Role of Genetic Variations in the CYP2C9 Gene in Determining the Optimal Dose of Warfarin in a Group of Syrian Patients

Abstract

Genetic variations in drug metabolizing hepatic CYP2C9 gene determine the optimal dose for many drugs including anticoagulants such as warfarin.  Here we sought to detect the frequency distribution of genetic variations of CYP2C9 gene and to determine its potential role in the control of warfarin dose in Syrian patients. The study included 125 patients with high risk of thrombosis of adults who visited the Heart Disease & Surgery Hospital (HDSH) and Aleppo University Hospital (AUH) and treated with warfarin as oral anticoagulant therapy, and the dose-corrected by the international normalized ratio (INR) at least three months ago.
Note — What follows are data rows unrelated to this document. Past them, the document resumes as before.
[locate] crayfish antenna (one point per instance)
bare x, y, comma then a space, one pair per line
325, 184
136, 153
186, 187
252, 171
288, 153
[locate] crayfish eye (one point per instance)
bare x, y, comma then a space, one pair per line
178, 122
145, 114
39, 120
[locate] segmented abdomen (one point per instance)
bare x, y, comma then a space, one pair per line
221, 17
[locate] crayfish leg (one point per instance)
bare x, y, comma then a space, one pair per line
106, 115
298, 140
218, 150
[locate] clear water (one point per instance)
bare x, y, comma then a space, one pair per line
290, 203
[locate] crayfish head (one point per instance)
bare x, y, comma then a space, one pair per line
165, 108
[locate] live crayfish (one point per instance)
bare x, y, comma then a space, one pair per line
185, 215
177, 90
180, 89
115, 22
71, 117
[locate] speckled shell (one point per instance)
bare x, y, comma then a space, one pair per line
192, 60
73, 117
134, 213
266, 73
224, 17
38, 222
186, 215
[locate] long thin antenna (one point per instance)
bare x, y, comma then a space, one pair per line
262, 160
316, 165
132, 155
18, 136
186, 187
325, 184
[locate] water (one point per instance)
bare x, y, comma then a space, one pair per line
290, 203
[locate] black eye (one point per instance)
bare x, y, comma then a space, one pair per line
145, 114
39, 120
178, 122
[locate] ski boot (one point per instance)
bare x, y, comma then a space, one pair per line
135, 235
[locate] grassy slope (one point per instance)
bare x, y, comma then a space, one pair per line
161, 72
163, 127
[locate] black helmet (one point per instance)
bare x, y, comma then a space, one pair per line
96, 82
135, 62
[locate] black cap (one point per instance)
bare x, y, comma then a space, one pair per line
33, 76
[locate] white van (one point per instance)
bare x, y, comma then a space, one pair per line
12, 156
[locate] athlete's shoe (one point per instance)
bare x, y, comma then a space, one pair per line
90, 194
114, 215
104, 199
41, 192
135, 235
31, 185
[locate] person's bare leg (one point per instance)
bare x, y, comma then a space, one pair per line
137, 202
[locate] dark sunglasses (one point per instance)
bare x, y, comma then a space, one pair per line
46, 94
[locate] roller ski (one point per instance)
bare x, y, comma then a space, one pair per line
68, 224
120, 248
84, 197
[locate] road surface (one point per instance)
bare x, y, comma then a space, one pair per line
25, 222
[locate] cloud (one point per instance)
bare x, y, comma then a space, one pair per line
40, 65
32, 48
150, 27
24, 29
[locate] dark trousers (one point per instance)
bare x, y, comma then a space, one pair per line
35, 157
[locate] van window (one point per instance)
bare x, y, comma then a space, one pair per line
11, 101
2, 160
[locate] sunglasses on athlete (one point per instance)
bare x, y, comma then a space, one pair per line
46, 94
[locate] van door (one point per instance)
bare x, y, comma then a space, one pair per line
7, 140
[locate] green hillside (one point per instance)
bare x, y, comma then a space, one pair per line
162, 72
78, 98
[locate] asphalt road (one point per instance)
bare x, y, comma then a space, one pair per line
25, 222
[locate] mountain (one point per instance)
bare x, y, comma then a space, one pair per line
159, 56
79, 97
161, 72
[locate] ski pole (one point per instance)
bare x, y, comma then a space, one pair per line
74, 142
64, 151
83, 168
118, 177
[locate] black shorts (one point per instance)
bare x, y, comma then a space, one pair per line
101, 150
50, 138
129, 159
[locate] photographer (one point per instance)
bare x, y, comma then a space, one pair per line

Genomic DNA was extracted from blood samples, and genotype analysis for CYP2C9*2 and  CYP2C9*3 variant alleles was done by polymerase chain reaction-restriction fragment length polymorphism assay (PCR-RFLP). Data were analyzed using SPSS version 20. The results obtained in this study suggest that Genotype frequency distribution of CYP2C9*2 and CYP2C9*3 variant alleles was found to be different from other populations and has significant effect on warfarin dose requirement (p<0.05). It is concluded that there is a need to include CYP2C9 genetic variations detection tests in the warfarin dosing algorithm, as this has an important role in reducing serious hemorrhagic complications, especially in patients with the CYP2C9*2/*2 and CYP2C9*3/*3 homozygous mutant genotypes.